Despite wanting my character to be a gay man and designing him that way, I had to have sex with at least three women just to move the plot along. So pros for making the story bi-friendly while simultaneously anti-gay.
A plea to stop caring about user choice.
Another problem that is absolutely not Cyberpunk’s fault is how pointless your user choices are. Plenty of people have written about this in the gaming world, and whole game studios have been designed solely around the concept of users selecting silly little dialogue options that branch outwards into consequential choices for the players.
It’s the whole “X will remember this” meme replicated ad infinitum across every new game.
The illusion of choice is just that: an illusion. Sure plenty of people will appreciate the fact that there are slight tweaks in dialogue that ultimately result in “final endings.” I will also personally do everything possible to get all of them too. But please, can we stop pretending there are actual choices baked into the game and just accept that in order to have a thrilling experience modern gamers have to accept some level of hand-holding by the people writing the narrative?
The demands for massive open-world games with sprawling maps, unique personal choices, and customized sections based on player interactions lead to bad working conditions and massive to-do lists masquerading as gameplay.
Dialogue trees that are expansive and open are just tricky to nail mathematically. And thanks to the MCU’s constant badgering of the multi-verse theory most modern consumers understand the concept that small changes = big changes long-term.
Even with the biggest, most well-funded teams, keeping track of all of the dialogue options in the game becomes a nearly impossible task. This leads to obvious overlaps or mistakes that we’re just expected to ignore for continuity’s sake anyway.
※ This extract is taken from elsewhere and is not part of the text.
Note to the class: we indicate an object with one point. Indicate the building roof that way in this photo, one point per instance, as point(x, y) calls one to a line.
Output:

Ultimately there are five endings to Cyberpunk, and two primary choices you can make about what your character wants to do at the end. A few are theoretically only unlockable by progressing to certain points in side stories, but given that most people are going to do those side quests anyway, you’re not actually getting a choice in how your world develops.
Instead, you get a dialogue option at the end, that paraphrased amounts to “do you want ending 1, 2, or 3?”
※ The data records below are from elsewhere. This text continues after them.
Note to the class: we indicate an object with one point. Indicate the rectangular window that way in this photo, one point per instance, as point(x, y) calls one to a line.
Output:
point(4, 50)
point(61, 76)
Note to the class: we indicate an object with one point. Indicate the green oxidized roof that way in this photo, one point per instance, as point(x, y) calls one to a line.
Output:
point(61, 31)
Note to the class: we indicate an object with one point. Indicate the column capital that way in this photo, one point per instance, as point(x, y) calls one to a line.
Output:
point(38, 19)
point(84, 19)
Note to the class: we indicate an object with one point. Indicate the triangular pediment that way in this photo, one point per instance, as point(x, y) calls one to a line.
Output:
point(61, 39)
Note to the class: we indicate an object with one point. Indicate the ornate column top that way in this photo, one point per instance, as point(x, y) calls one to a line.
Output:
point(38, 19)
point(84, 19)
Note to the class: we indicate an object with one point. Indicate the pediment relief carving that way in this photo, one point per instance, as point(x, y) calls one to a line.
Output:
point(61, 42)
Elden Ring does a good job of forcing choices on the character based on their actions rather than simply asking them to opt in to a final cutscene. Progression through certain events in the story negates other events, removing those options from the game and forcing you down a final path.
Consumers probably hate that approach (im not a games expert idk) because it means they can’t squeeze every little bit of content out of the game, or 100% it in a single run. I’d personally like if more game studios stopped giving us choices and just forced us down one narrative that was well written and shocking, but what consumers want is what consumers get.
/end
Other things i consumed recently:
Gilmore Girls S1 E08 - E10
It took me a while to start enjoying the pacing of Gilmore Girls, but I’m enjoying it now.
I am convinced though that my partner’s current love for me revolves solely on him conflating me with one of the characters in Gilmore Girls (constant need for coffee, endlessly quipping to no one in particular).
The Bear
Love seeing a show that’s pure stress and manic energy being propped up by former restaurant workers being like “yup it really is fucking hell, but so much fun.” True PTSD energy.
Still, 10/10
About 4 - 8 cups of hot coffee
Not the same as cold coffee, but still effective
This Garlicky Chicken Thighs With Scallion and Lime recipe from NYT Cooking.
This Twitter thread that’s a finalist for the 2022 Hugo Award for Best Short Story
Ms Marvel finale - Teasing her as a mutant gives me so much anxiety, please don’t screw up the mutants, i beg you.